The section IDs are generated automatically from the section title. For example, if this is the section heading:
### This is a section
Then the ID will be section-this-is-a-section
. If you
want to use a different ID, you can supply it in curly braces, and it
will be prepended with section-
. This will set the ID to
section-myid
:
### This is a section {#myid}
You can even have sections that don’t have a title, but do have an ID:
### {#myid}
Tutorial Identifiers
The Tutorial Storage and Recording Events sections above describe various ways to record user progress and actions within tutorials. Storage of tutorial state requires unique identifiers for tutorials (and their versions) as well as users.
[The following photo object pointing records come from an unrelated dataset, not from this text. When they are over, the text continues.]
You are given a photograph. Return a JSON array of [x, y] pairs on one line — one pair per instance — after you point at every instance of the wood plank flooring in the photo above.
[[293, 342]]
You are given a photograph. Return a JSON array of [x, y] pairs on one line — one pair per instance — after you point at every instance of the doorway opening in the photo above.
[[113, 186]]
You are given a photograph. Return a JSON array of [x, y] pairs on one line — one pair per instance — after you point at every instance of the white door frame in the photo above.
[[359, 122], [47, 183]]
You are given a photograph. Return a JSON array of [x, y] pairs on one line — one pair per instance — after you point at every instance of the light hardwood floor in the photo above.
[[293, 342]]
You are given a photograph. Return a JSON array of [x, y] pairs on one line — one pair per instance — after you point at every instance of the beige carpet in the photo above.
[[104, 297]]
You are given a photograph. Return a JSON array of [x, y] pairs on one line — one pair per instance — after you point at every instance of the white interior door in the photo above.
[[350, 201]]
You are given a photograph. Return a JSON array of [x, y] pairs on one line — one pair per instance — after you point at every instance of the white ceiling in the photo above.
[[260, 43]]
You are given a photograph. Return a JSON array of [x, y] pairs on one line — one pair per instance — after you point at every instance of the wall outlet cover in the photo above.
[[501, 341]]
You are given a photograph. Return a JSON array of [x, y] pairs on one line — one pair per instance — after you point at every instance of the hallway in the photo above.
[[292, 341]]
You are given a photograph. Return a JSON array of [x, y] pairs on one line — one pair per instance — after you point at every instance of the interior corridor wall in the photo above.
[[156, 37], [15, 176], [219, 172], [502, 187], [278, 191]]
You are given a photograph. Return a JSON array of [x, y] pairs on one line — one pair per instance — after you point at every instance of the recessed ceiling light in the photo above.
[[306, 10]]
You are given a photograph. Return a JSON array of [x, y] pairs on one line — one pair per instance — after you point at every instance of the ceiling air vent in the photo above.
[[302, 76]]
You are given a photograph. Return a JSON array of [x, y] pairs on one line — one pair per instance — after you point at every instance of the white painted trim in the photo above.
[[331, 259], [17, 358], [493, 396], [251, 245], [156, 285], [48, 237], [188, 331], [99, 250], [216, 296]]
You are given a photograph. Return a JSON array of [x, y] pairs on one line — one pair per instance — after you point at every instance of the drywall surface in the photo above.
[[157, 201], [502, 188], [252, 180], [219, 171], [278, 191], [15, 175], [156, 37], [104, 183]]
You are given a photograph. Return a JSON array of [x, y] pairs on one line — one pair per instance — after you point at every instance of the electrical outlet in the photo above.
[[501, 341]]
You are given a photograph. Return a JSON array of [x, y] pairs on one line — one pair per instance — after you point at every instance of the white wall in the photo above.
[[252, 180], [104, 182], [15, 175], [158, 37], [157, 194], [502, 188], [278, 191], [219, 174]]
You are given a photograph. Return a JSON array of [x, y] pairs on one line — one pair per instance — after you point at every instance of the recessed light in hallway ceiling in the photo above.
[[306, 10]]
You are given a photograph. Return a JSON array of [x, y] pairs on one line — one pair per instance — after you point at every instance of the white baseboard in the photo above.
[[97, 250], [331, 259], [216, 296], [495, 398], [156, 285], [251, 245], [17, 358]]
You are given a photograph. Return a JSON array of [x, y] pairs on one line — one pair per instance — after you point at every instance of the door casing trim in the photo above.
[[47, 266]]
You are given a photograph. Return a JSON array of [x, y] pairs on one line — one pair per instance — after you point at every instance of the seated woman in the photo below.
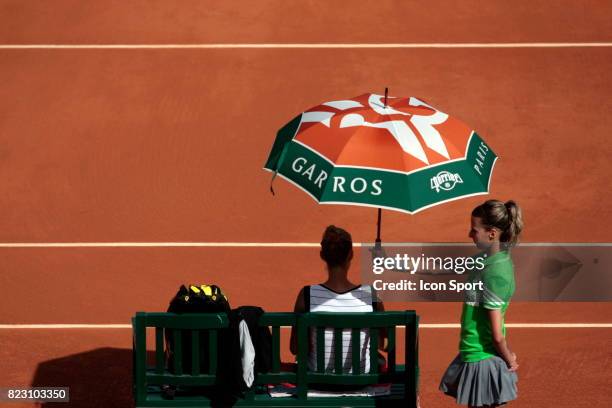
[[337, 294]]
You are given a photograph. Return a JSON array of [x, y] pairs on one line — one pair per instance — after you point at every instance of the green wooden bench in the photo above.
[[148, 379]]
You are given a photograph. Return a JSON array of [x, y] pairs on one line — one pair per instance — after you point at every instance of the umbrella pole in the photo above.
[[378, 242]]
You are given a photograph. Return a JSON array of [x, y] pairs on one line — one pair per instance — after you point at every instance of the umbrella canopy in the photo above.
[[397, 153]]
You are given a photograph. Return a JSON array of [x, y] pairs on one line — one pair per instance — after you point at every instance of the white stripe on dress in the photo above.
[[325, 300]]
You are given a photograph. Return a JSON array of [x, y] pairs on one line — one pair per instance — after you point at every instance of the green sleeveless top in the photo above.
[[498, 280]]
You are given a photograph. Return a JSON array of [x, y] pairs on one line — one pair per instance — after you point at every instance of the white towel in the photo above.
[[247, 353]]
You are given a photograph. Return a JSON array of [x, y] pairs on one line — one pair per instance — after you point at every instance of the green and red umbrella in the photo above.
[[376, 151]]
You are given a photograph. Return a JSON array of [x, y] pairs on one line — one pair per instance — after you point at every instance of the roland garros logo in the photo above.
[[445, 181]]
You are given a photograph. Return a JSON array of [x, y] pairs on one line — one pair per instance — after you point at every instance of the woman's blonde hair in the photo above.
[[506, 217]]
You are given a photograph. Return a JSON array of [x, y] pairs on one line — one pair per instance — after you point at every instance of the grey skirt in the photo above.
[[485, 382]]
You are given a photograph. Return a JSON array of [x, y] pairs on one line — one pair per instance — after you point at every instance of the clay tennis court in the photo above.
[[132, 140]]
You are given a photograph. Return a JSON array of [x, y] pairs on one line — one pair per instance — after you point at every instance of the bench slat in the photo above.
[[356, 350], [160, 379], [159, 350], [338, 351], [195, 352], [275, 349], [212, 351], [320, 349], [391, 350], [374, 333], [178, 351]]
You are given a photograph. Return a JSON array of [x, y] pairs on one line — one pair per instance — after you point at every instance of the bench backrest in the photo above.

Tutorial hosting services will often need to customize these identifiers based on their own notions of tutorial provisioning and user identify. This section describes how to do this.
Default Identifiers
The default tutorial and user identifiers are determined as follows:
ID | Default |
---|---|
tutorial_id | Network origin and path of tutorial. |
tutorial_version | 1.0 |
user_id | Account name of server user executing the tutorial |
In addition, tutorial authors can use YAML metadata to provide custom tutorial IDs and versions. For example:
---
title: "Hello, Tutorial!"
tutorial:
id: "com.example.tutorials.my-first-tutorial"
version: 2.1
output: learnr::tutorial
runtime: shiny_prerendered
---
Custom Identifiers
Tutorial hosting services will very often need to provide custom
external definitions for tutorial IDs/versions and user IDs. This can be
accomplished by adding HTTP headers to the requests that route to the
tutorial. The names of the headers are configurable, and should be
specified using the tutorial.http_header_tutorial_id
,
tutorial.http_header_tutorial_version
and
tutorial.http_header_user_id
global options. For
example:
options(
tutorial.http_header_tutorial_id = "X-Tutorial-ID",
tutorial.http_header_tutorial_version = "X-Tutorial-Version",
tutorial.http_header_user_id = "X-Tutorial-UserID"
})
Once configuring these custom header names you’d then need to ensure that the HTTP proxy layer mediating traffic to tutorials set them to the appropriate values.